Via the March 1 South China Morning Post: Investigation urged as deadly H7N9 strain of bird flu shows signs of drug resistance. Excerpt:
Experts said signs of resistance in a new strain of the deadly H7N9 bird flu virus against a drug used to treat people with the infection needs swift investigation to clarify how to handle the mutation.
Two patients in Guangdong province with a new and more virulent strain of the virus have shown signs of failing to respond to the drug Tamiflu, the Nanfang Daily reported this week, citing Zhong Nanhsan, an expert in respiratory diseases.
Virologists said the finding did not mean the drug was ineffective against bird flu, but a swift investigation was needed to assess how to handle the situation.
There have been over 1,200 laboratory confirmed cases of human infection for bird flu in mainland China since the first was reported in 2013. As of Sunday, 94 people have died from the illness on the mainland this year.

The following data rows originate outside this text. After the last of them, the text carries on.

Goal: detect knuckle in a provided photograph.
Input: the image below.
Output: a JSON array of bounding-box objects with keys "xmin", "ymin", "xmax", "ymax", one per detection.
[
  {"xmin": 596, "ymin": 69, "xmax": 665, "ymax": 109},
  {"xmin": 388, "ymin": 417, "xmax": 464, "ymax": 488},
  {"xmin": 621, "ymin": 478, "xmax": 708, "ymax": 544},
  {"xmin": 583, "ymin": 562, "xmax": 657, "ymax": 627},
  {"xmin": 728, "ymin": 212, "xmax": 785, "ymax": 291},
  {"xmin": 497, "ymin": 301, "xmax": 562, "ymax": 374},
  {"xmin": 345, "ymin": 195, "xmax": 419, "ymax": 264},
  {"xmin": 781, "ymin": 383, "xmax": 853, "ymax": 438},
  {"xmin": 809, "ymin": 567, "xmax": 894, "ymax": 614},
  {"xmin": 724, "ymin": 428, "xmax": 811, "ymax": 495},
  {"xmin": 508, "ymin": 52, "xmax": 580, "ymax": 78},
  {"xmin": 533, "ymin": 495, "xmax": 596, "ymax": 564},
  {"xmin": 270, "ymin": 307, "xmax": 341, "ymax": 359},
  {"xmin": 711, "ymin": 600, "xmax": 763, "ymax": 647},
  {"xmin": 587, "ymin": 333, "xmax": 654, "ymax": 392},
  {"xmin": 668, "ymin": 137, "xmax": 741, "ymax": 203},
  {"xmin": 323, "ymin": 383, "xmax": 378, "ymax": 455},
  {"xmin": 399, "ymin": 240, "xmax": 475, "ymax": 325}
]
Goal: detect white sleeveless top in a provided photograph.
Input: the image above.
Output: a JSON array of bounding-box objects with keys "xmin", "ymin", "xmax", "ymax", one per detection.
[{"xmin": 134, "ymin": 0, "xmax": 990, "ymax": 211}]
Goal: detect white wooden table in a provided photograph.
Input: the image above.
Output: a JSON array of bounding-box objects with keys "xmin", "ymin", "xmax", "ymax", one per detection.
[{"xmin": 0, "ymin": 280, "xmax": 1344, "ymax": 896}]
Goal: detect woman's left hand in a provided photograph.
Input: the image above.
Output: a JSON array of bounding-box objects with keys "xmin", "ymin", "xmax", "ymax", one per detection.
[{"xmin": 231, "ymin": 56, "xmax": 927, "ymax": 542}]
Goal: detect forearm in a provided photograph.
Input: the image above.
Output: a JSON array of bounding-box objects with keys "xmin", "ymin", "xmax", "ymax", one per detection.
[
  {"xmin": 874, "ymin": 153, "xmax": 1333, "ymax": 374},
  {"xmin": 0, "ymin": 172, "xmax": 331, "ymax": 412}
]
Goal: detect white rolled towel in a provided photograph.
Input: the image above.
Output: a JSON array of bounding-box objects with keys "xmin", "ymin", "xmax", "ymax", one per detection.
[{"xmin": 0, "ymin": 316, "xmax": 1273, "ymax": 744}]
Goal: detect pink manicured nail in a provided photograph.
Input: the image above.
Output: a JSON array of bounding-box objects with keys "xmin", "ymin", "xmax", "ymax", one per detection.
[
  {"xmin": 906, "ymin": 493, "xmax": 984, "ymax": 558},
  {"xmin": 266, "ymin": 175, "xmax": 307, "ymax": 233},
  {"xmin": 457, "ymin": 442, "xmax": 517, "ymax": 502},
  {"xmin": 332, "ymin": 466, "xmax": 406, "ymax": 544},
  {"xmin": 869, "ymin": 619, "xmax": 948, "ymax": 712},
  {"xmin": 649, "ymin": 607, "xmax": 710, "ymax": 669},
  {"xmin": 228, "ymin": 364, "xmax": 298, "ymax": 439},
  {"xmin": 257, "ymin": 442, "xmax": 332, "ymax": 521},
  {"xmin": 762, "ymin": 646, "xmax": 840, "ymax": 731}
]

The drug resistance was found in two patients found to have the mutation of the virus, the report said.
The new strain was identified by the China Centre for Disease Control earlier this month.
Zhong was quoted a saying most patients were responding to Tamiflu treatment, suggesting the mutated strain of H7N9 was not the dominant virus, or “a considerable amount of viruses” did not mutate.
He Jianfeng, chief expert in infectious diseases at the Guangdong Provincial Centre for Disease Control and Prevention, told the newspaper both patients with the new strain had taken Tamiflu before and it was not clear whether the drug resistance was caused by previous use of the treatment or the virus mutation.
Professor Malik Peiris, a virologist at the University of Hong Kong who published a paper in the medical journal The Lancet four years ago saying H7N9 patients in Shanghai had previously shown antiviral resistance, said Tamiflu resistance occurred occasionally in bird flu patients treated with the drug before.
His further work showed these patients can be treated with alternative antiviral drugs.